Rochelle Terman & Laura Stoker, Political Science 239T: Introduction To Computational Tools And Techniques For Social Research
Tuesday 4-6 PM
CCN: 72290
4 Units
Limit: 15 Students
This course will provide graduate students the critical technical skills necessary to conduct research in computational social science and digital humanities, introducing them to the basic computer literacy, programming skills, and application knowledge that students need to be successful in further methods work. The course is divided into three main sections: skills, applications, and community engagement. The “skills” portion will introduce students to basic computer literacy, terminologies, and programming languages - i.e. Unix Shell, R, Python, and Git. The second part of the course provides students the opportunity to use the skills they learned in part 1 towards practical applications such as automated text analysis, geospatial analysis, data collection via APIs, and data visualization. The third section on community engagement will introduce topics such as ethics and privacy, best practices of reproducible research, scholarly communication and collaboration, and how to further one’s research using UC Berkeley campus resources.

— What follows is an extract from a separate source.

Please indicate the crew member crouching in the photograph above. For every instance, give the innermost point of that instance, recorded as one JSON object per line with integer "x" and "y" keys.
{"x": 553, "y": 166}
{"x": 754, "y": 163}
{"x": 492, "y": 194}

Lisa Trever, History of Art 192L: Mural Painting and the Ancient Americas
Tuesday 10 AM - 1 PM
CCN: 05112
4 Units
Limit: 15 Students
In this seminar we will study the wall paintings of palaces, temples, and tombs from pre-Hispanic Mexico, Guatemala, and Peru with an emphasis on the early periods prior to the Aztec and Inca empires. Secondarily, we will examine colonial, modern, and contemporary legacies of indigenous painting in Latin America and the United States. Readings will come from art historical and archaeological literature, as well as critical sources on space and proxemics, the built environment, and embodiment and subjectivity. Discussion topics will include: artistic techniques and materials, iconography, text and image, narrative and ornament, style and ethnicity, courtly culture and religious practice. We will also discuss the pragmatics of conservation and illustration and the politics and ethics of the discovery, collection, and exportation of cultural patrimony. This seminar is supported by the Digital Humanities at Berkeley program, which will allow us to experiment with new technologies for imaging murals within their ancient contexts and to digitally record our seminar’s site visits to murals in the Bay Area. We will make visits as a class to see the Teotihuacan mural fragments at the de Young Museum, Diego Rivera’s 1940 Pan-American Unity mural at City College of San Francisco, and the small Rivera mural in Stern Hall on this campus.
Edmund Campion, MUSIC 158A: Sound and Music Computing with CNMAT Technologies
Monday and Thursday 9:30 AM - 11 AM
CCN: 60599
4 Units
Limit: 30 Students
Monday and Thursday 11 AM - 12:30 PM
CCN: 61005
4 Units
Limit: 30 Students (*currently full)
Explore the intersection of music and computers using a combination of scientific, technological, and artistic methodologies. Musical concerns within a computational frame are addressed through the acquisition of basic programming skills for the creation and control of digital sound. Will learn core concepts and techniques of computer-based music composition using the Cycling74/MaxMSP programming environment in combination with associated software tools and programming approaches created by the Center for New Music and Audio Technologies. Included will be exposure to the essentials of digital audio signal processing, musical acoustics and psychoacoustics, sound analysis and synthesis. The course is hands-on and taught from the computer lab.